Communicating a Longitudinal Proportional Odds Model with Forest Plots

This week, in my post I will revisit one of my 2017 papers entitled Childhood stunting in relation to the pre- and postnatal environment during the first 2 years of life: The MAL-ED longitudinal birth cohort study The study was focused on characterizing factors that contribute to stunting in resource-poor settings, and included a priori selected biological and social factors collected longitudinally in a cohort of newborns in seven sites: Bangladesh, Brazil, India, Nepal, Peru, South Africa, and Tanzania.

The data included longitudinal anthropometry, sociodemographic factors, maternal-reported illnesses, and antibiotic use; child feeding practices; dietary intake starting at 9 months; and longitudinal blood, urine, and stool samples to investigate non-diarrheal enteropathogens, micronutrients, gut inflammation and permeability, and systemic inflammation. The length-for-age Z-scores (LAZ) was categorized into 3 groups (not stunted, ≥−1; at risk, <−1 to −2; and stunted, <−2), and used multivariable ordinal logistic regression to model the cumulative odds of being in a lower length-for-age category (at risk or stunted). The goal of this post is to show how this model was communicated, share code that would allow you to reproduce the paper figures and propose some alternatives. For complete details refer to the paper and the shared code that came with it.

A common problem when analyzing longitudinal data with time varying covariates changing over the course of the trial is how to analyze it properly and how to compute and report meaningful odds ratios (ORs). The model code was the following :

library(rms)
d <- datadist(data)
options(datadist="d")

model = lrm ( zlencat ~ lsp(agemonths,c(6,12,18))*(
  ma0fe1+   
    zwei_enroll+
    mafht+
    pathscoretotf+
    mean_wami+
    Country_ID+
    mean_hb_adj+
    mean_rarconc+ 
    mean_adjfar+ 
    mean_fsq+
    lmz+ 
    mpo+
    neo+
    ala+ 
    mean_agpval1+
    p_dprev3_cumtot+
    p_alri_cumtot+
    p_saffev_cumtot+
    dalri_cumtot+
    ddiar_cumtot+ 
    p_safab_cumtot+
    p_breastfeed_cumtot
)+
  ageabove9mo*(
    sumkcalcum+
      sumprocum),
x=T,y=T, data = data, tol=1e-8) 

finalmodel = robcov ( model , cluster = data$id )

The lrm function from the excellent rms package is used as it allows using flexible linear splines with lsp with prespecified knots at 6, 12 and 18 months, interaction between age and predictors as well as accounting for portein and caloric intake above 9 months.
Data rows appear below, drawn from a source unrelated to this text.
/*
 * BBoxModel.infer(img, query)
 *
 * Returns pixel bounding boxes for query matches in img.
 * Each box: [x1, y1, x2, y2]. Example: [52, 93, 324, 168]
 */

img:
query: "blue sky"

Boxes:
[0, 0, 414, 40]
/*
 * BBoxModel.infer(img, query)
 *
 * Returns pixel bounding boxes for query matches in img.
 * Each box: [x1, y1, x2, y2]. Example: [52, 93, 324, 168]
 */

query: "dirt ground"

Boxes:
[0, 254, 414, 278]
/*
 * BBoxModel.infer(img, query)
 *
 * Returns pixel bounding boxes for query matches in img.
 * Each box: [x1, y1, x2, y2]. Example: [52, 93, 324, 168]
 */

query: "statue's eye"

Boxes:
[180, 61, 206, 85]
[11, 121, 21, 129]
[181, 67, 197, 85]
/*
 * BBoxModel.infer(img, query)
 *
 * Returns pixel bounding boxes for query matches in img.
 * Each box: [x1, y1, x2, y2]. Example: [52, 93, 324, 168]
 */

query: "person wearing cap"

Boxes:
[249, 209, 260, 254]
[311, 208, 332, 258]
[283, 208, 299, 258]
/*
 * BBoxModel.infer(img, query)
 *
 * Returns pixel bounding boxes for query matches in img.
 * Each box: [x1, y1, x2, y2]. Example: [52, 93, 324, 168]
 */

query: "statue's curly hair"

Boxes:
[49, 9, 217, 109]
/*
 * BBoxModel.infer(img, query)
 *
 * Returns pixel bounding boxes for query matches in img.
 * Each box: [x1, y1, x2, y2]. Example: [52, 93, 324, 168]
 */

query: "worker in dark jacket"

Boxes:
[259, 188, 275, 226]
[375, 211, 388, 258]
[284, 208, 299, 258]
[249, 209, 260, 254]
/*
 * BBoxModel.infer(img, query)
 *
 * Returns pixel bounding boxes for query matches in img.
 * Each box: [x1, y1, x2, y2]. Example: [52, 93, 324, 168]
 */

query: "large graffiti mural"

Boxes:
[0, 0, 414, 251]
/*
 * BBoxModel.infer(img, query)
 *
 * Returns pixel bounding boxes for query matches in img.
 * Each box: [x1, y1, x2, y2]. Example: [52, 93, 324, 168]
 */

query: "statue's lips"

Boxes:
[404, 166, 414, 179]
The robcov function allows to adjust the model standard errors by declaring the cluster as the subject id. While the rms package has automatic summary and plot methods that produce forest plots it does not take into account the time varying nature of covariate nor the longitudinal nature of the data. We opted to compute the odds ratios at 0, 12 and 24 months using the overall (pooled) model as well as using fits by individuals sites. We computed the interquartile cumulative ORs for continuous variables, i.e., the ratio of odds between the 25th and 75th percentiles or between the 75th and 25th percentiles of the risk factor, at the specific time point, depending on the direction that indicated worse exposure. This is the default in rms and the rationale is that this would represent the ORs around 50% of the data. The paper Figure 4 had a customized forest plot that included the top 5 risk factors overall side by side with the by site ORs:

Code

library(tidyr)
library(dplyr)
require(ggplot2 )
library(patchwork)
library(ggquickeda)

Figure4 <- read.csv("Figure4.csv")
Figure4$name <- reorder (Figure4$name,- Figure4$pool_effect)
Figure4$iagems = with(Figure4, factor(iagems, levels = rev(levels(as.factor(iagems)))) )

Figure4pooled <- Figure4 %>% 
  mutate(iagems2=iagems) %>% 
  distinct(name,iagems,iagems2,pool_effect,pool_lower,pool_upper)
Figure4pooled$iagems2 <- forcats::fct_rev(as.factor(Figure4pooled$iagems))


ppooled<- ggplot (Figure4pooled,aes(pool_effect,iagems,xmin=pool_lower,xmax=pool_upper))+
  geom_vline(xintercept=1)+
  geom_linerange(position=position_dodge(width=0.70),aes(color=iagems2),
                 show.legend=TRUE) +
  geom_point(position=position_dodge(width=0.70),aes(color=iagems2),size=3,shape=15)+
  facet_grid(name~., switch = "y",scales="free_y" , space="free" )+
  scale_x_continuous(trans = "log",breaks = c(0.25,0.5,1,2,5,10,20),
                     labels=c("1/4","1/2","1/1","2/1","5/1","10/1","20/1"))+ 
  scale_color_manual(values = c("#737373","#4292C6","#EF3B2C"),
                     name="All Sites (filled square)\n95% CI (horizontal line)") +
  theme_bw(base_size = 14)+
  theme(axis.ticks.y=element_blank(),axis.text.y.left = element_blank(),
        strip.text.y.left = element_text(size = 12, colour = "black", angle = 0,hjust = 1),
        strip.background = element_rect(colour = 'transparent',fill="white"),
        legend.position="top",legend.key = element_rect(linetype=0),
        legend.title=element_text(size=6) ,
        legend.text = element_text( size = 6),
        axis.title.y = element_blank())+
  xlab("Odds of being in a lower length-for-age category")+
  coord_cartesian(xlim = c(0.25,20))


Figure4$iagems2 <- forcats::fct_rev(as.factor(Figure4$iagems))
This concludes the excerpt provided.